Pros: Three sizes for a comfortable fit, called ID, minimalist design, easily readable display, accurate heart rate monitor and best for gym workouts

Cons: Not fully waterproof and can irritate sensitive skin during workouts

The Fitbit Charge HR ($130) is one of the best and most well-rounded wearable fitness devices on the market. If you are looking for something to track visits to the gym, daily steps and runs, the Charge HR is a home run. If you are looking to track anything else, there might be something better on the market.

Fitbit has outfitted the Charge HR with an optical heart rate monitor, one of the biggest differences between it and the Fitbit Charge ($129) other than a standard watch band for a tighter fit. The snugness is necessary to get a good heart rate reading, but can make the Charge HR somewhat uncomfortable if you are not used to wearing a watch.

People with sensitive skin can also experience some irritation. My skin is relatively sensitive, and I found the Charge HR to become slightly uncomfortable during a workout. But I did not find it uncomfortable to sleep in.

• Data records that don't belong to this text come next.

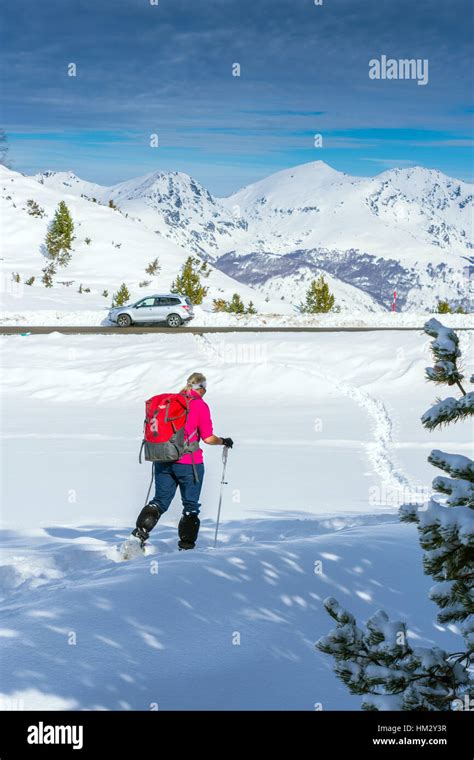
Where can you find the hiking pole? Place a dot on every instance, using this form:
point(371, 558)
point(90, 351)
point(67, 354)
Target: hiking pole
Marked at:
point(151, 482)
point(223, 483)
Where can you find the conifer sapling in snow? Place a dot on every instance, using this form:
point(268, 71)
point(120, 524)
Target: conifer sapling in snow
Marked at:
point(319, 299)
point(122, 296)
point(153, 268)
point(60, 236)
point(380, 662)
point(188, 282)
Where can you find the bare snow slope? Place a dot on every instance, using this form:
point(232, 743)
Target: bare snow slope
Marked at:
point(232, 628)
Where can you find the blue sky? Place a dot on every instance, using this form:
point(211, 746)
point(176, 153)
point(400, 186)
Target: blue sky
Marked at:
point(166, 69)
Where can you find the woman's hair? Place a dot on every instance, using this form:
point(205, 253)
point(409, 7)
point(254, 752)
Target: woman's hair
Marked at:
point(196, 379)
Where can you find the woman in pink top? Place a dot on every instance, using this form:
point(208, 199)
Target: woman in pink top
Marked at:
point(187, 473)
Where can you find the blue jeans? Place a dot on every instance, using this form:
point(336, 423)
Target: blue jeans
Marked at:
point(170, 475)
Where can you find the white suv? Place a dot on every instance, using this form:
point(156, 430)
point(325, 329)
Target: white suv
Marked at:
point(171, 309)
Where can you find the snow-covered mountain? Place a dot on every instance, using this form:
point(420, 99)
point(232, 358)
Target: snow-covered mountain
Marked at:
point(408, 230)
point(170, 203)
point(109, 248)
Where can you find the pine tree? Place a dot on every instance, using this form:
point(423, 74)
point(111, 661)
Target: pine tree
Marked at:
point(48, 273)
point(153, 268)
point(251, 308)
point(236, 305)
point(380, 663)
point(122, 296)
point(219, 304)
point(33, 209)
point(60, 236)
point(443, 307)
point(4, 149)
point(188, 283)
point(318, 298)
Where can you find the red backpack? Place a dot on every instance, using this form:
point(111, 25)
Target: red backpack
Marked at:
point(163, 435)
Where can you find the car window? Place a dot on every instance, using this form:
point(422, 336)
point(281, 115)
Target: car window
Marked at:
point(145, 302)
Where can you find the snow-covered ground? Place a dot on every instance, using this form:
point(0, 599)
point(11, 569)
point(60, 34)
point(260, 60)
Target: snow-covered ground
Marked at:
point(328, 443)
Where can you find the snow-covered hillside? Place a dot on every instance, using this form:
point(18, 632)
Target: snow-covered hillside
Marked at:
point(109, 248)
point(165, 633)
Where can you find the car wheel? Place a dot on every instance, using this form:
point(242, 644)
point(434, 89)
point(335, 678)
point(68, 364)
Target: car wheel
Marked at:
point(174, 320)
point(123, 320)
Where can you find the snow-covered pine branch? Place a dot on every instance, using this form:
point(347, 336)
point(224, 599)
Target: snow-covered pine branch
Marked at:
point(456, 465)
point(379, 662)
point(449, 410)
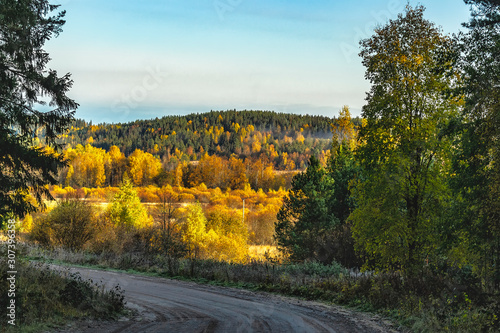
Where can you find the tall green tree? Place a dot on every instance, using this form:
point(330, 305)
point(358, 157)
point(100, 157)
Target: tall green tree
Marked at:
point(410, 66)
point(343, 169)
point(476, 164)
point(306, 221)
point(33, 101)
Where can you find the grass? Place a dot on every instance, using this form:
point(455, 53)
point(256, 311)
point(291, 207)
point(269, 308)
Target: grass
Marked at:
point(438, 300)
point(46, 298)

There are also better sleep trackers out there, like the Withings Activité, but the Charge HR sufficed. Plus the device has a vibrating motor, which can help wake you up alongside a smartphone alarm.

The Fitbit Charge HR also contains a 3-axis accelerometer that gives a relatively accurate reading of your steps during your daily routine, as well as during gym workouts and runs. Because it lacks GPS tracking, it may turn off many serious runners looking to track their route without a smartphone. However, if you are used to bringing a phone along anyways, then the Charge HR can utilize your smartphone's GPS. Still, if you want GPS-accuracy in your runs, consider either the Fitbit Surge and Garmin Vivoactive.

The display is sharp and easy to read — and clear in direct sunlight — but small and only takes up a small strip of the band. There's also one button to cycle through different screens like the time and total steps.

The Fitbit Charge HR features a basic caller ID function, but not other smartphone notifications. However, it can help you determine whether a call is important enough to pause your workout, but that can become annoying if your phone rings a lot during the workday.

Unfortunately, while the Fitbit Charge is splash resistant and safe to take in the shower, the device will not survive a swim like the lower-priced Misfit Shine.

Although not perfect for cyclists, swimmers and serious runners, but is the best tracker out there for gym work. It accurately tracks different exercises and allows you to classify what you were doing within the easy-to-use mobile app. The heart rate sensor also can help you maximize a workout by ensuring that you are not working out too hard (or too little) and is well worth the $20 upcharge from the Fitbit Charge ($129).